Trailer for the second season of Doom Patrol.Lots of people missed last year’s debut of Doom Patrol, a delightfully bonkers show about a “found family” of superhero misfits, because it aired exclusively on the DC Universe streaming service.  Fortunately, S2 also aired on HBO Max, expanding the series’ potential audience. Apart from one sub-par episode, this second season expanded on the strengths of the first, with plenty of crazy hijinks, humor, pathos, surprising twists, and WTF moments. Alas, the season finale is bound to frustrate fans, since it ends on a major cliffhanger and leaves multiple dangling narrative threads.
(Spoilers for S1; some S2 spoilers below the gallery.)

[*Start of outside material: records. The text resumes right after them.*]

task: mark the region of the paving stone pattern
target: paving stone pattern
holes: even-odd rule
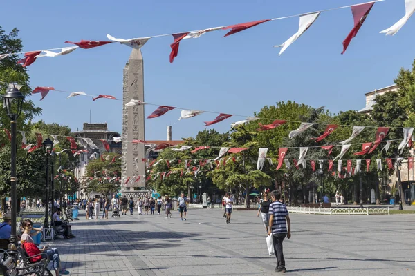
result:
[[[274,272],[255,211],[234,211],[226,224],[220,209],[124,215],[73,223],[76,238],[59,239],[72,275],[266,275]],[[284,243],[286,275],[412,275],[415,215],[326,216],[292,214]]]

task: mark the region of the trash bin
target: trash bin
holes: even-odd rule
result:
[[[72,219],[75,219],[75,220],[78,220],[79,219],[77,218],[77,215],[78,215],[78,212],[79,212],[79,207],[77,205],[73,205],[72,206]]]

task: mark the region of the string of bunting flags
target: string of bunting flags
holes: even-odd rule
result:
[[[299,17],[299,23],[298,31],[294,34],[292,37],[288,38],[285,42],[281,45],[276,45],[274,47],[281,48],[279,51],[279,55],[281,55],[287,48],[298,39],[314,23],[314,22],[319,18],[320,14],[323,12],[333,11],[340,9],[344,9],[347,8],[351,8],[351,13],[353,19],[353,26],[347,34],[344,40],[343,41],[343,50],[342,54],[344,54],[347,47],[350,44],[351,40],[356,36],[359,30],[363,25],[363,23],[367,19],[369,12],[371,12],[374,5],[377,2],[382,2],[386,0],[376,0],[370,2],[358,3],[355,5],[349,5],[342,7],[338,7],[334,8],[329,8],[326,10],[322,10],[320,11],[315,11],[311,12],[306,12],[299,14],[289,15],[282,17],[261,19],[250,22],[246,22],[241,23],[237,23],[233,25],[219,26],[219,27],[211,27],[205,29],[180,32],[177,33],[167,34],[159,34],[153,35],[145,37],[138,38],[131,38],[131,39],[120,39],[116,38],[110,34],[107,34],[107,37],[109,41],[94,41],[94,40],[81,40],[79,42],[73,42],[66,41],[66,43],[73,44],[75,46],[71,47],[62,47],[53,49],[46,49],[39,50],[35,51],[22,52],[10,52],[10,53],[2,53],[0,55],[0,60],[7,58],[7,57],[11,55],[24,54],[24,57],[20,59],[17,63],[21,64],[23,67],[27,67],[33,64],[38,58],[48,57],[55,57],[58,56],[66,55],[73,52],[75,50],[80,48],[82,49],[91,49],[95,47],[108,45],[113,43],[120,43],[120,44],[131,47],[135,49],[140,49],[145,43],[148,42],[150,39],[172,36],[173,42],[170,44],[171,52],[169,56],[169,60],[170,63],[173,63],[174,59],[177,57],[178,55],[178,49],[180,43],[187,39],[196,39],[199,38],[203,34],[208,32],[212,32],[219,30],[228,30],[225,34],[224,37],[229,37],[232,34],[242,32],[245,30],[251,28],[258,25],[277,20],[285,19],[292,17]],[[391,27],[380,31],[380,33],[384,33],[386,35],[394,35],[406,23],[406,22],[411,17],[414,12],[415,12],[415,0],[404,0],[405,13],[405,15],[398,20],[395,24]],[[59,52],[55,52],[58,50]]]

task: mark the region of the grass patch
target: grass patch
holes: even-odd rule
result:
[[[390,210],[391,215],[396,214],[415,214],[415,210]]]

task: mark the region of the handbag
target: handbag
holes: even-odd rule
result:
[[[273,242],[273,235],[268,235],[266,237],[266,246],[268,248],[268,254],[270,256],[274,255],[274,243]]]

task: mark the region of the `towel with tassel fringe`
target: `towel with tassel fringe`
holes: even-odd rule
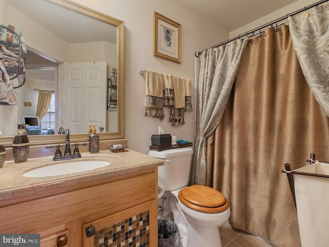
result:
[[[173,85],[174,104],[169,105],[172,126],[178,127],[185,124],[185,112],[193,111],[191,100],[191,81],[189,79],[171,75],[168,84]]]
[[[170,108],[172,126],[185,124],[185,112],[192,112],[191,81],[147,69],[144,116],[164,118],[163,107]]]
[[[0,62],[0,105],[17,104],[17,98],[4,64]]]
[[[146,70],[145,116],[163,120],[164,82],[167,75],[150,70]]]

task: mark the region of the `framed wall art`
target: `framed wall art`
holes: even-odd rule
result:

As we reported previously, Timothy Dalton plays Niles Caulder, aka The Chief, a medical doctor who saved the lives of the various Doom Patrol members and lets them stay in his mansion. His Manor of Misfits includes Jane, aka Crazy Jane (Diane Guerrero), whose childhood trauma resulted in 64 distinct personalities, each with its own powers. Rita (April Bowlby), aka Elasti-Woman, is a former actress with stretchy, elastic properties she can’t really control, thanks to being exposed to a toxic gas that altered her cellular structure. Larry Trainor, aka Negative Man, is a US Air Force pilot who has a “negative energy entity” inside him and must be swathed in bandages to keep radioactivity from seeping out of his body. (Matt Bomer plays Trainor without the bandages, while Matthew Zuk takes on the bandaged role.)
Cliff Steele, aka Robotman, is a former NASCAR driver whose brain was transplanted into a robot body after a horrific crash. (Brendan Fraser plays the human Cliff, and Riley Shanahan plays the robot version.) Finally, there is Vic, aka Cyborg (Joivan Wade), whose father gave him cybernetic enhancements to save his life after an accident. Together, they make up the titular Doom Patrol.
In S1, the team faced arch-villain Eric Morden, aka Mr. Nobody (Alan Tudyk), who can travel through dimensions and alter reality, frequently breaking the fourth wall—as the only character who’s aware he is on a TV show—to narrate the action, thereby manipulating events to his liking. Mr. Nobody kidnaps Caulder and holds him captive in a dimension called the “White Space,” and the Doom Patrol spends most of the first season trying to rescue him, wrestling with their personal demons along the way.
In the end, the Doom Patrol defeats Mr. Nobody, but they also discover that The Chief is the one responsible for all the tragedies that gave them each their powers. Let’s just say the team is dealing with some intense feelings of betrayal right now. Caulder had his reasons: he has a super-powered daughter, Dorothy Spinner (Abigail Shapiro), who is deeply troubled, and his actions were a means of trying to extend his own life as much as possible so he could continue to protect her. Oh, and the entire team, except for Larry, is now the size of a cockroach.
Family of misfits

Much of S2 centers on Caulder’s daughter, Dorothy Spinner (Abigail Shapiro), who has the ability to bring imaginary friends to life—sometimes with bad consequences.